Wong (orang) tan (tak) manut (menurut) pitutur (nasihat) wong (orang) tuwa (tua) ugi (juga), pan (akan) nemu (betemu, disebut) duraka (durhaka). Orang yang tidak menurut nasihat orang tua itu durhaka.

Pada bait sebelumnya telah diuraikan bahwa orang tua menempati prioritas dalam hal didengar perkataannya. Apabila mereka memberi nasihat yang baik maka wajib bagi kita untuk mengikuti dan memprioritaskannya melebihi pendapat orang lain. Apabila kita tidak menuruti nasihat baik orang tua, dan bahkan menentang, kita adalah anak durhaka.

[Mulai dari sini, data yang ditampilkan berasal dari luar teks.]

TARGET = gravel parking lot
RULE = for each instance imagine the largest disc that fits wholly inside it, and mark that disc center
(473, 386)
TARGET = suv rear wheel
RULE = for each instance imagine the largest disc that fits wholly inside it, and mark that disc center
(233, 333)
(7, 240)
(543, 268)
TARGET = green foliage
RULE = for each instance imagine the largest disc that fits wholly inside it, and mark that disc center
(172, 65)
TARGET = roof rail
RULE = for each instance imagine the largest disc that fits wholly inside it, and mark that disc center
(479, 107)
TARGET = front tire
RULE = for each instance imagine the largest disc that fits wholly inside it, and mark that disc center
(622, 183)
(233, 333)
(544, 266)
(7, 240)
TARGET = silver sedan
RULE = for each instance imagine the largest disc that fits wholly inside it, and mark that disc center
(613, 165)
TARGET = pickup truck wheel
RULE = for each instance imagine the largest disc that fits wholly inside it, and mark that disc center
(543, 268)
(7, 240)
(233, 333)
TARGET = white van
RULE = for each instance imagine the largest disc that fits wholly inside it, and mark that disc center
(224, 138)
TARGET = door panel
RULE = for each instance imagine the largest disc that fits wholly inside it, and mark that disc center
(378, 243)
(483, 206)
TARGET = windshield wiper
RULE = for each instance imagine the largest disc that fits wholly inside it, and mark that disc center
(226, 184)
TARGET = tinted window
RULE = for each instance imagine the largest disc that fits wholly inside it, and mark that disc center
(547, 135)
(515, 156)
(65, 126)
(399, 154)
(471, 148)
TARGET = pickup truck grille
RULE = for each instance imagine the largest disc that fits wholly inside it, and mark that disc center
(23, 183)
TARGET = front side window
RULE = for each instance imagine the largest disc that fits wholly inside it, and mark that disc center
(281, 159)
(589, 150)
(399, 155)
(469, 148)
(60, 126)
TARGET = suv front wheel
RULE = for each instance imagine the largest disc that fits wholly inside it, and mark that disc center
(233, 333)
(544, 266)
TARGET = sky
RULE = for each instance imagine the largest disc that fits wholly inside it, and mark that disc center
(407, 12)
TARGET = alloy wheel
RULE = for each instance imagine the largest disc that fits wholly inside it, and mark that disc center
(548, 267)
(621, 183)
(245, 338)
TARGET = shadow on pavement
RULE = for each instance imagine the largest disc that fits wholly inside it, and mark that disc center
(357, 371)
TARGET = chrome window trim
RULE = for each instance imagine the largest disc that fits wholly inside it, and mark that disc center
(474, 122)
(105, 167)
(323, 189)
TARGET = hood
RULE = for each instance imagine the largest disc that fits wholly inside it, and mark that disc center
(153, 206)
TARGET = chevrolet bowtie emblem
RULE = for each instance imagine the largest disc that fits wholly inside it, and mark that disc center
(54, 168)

Ing (di) dunya (dunia) praptaning (sampai) akhir (akhirat), tan (tak) wurung (urung) kasurangsurang (celaka yang beruntun). Di dunia sampai akhirat akan menemui celaka yang beruntun.

Konsekuensi dari sikap durhaka adalah celaka dalam hidupnya, serba ditimpa kemalangan yang tak henti-henti. Semua serba sulit baginya, jika bekerja sulit berhasil, jadi pegawai tak naik-naik pangkat, jika berdagang tak untung-untung. Semua itu karena apa yang dilakukannya tanpa restu dan doa orang tuanya, tanpa keridhaan hati mereka. Hal ini akan terasa mengganjal di hati pelaku, dan tak membuat susah orang tua. Akibatnya semua yang dilakukan terasa berat. Mungkin hal inilah yang membuat semua menjadi serba sulit.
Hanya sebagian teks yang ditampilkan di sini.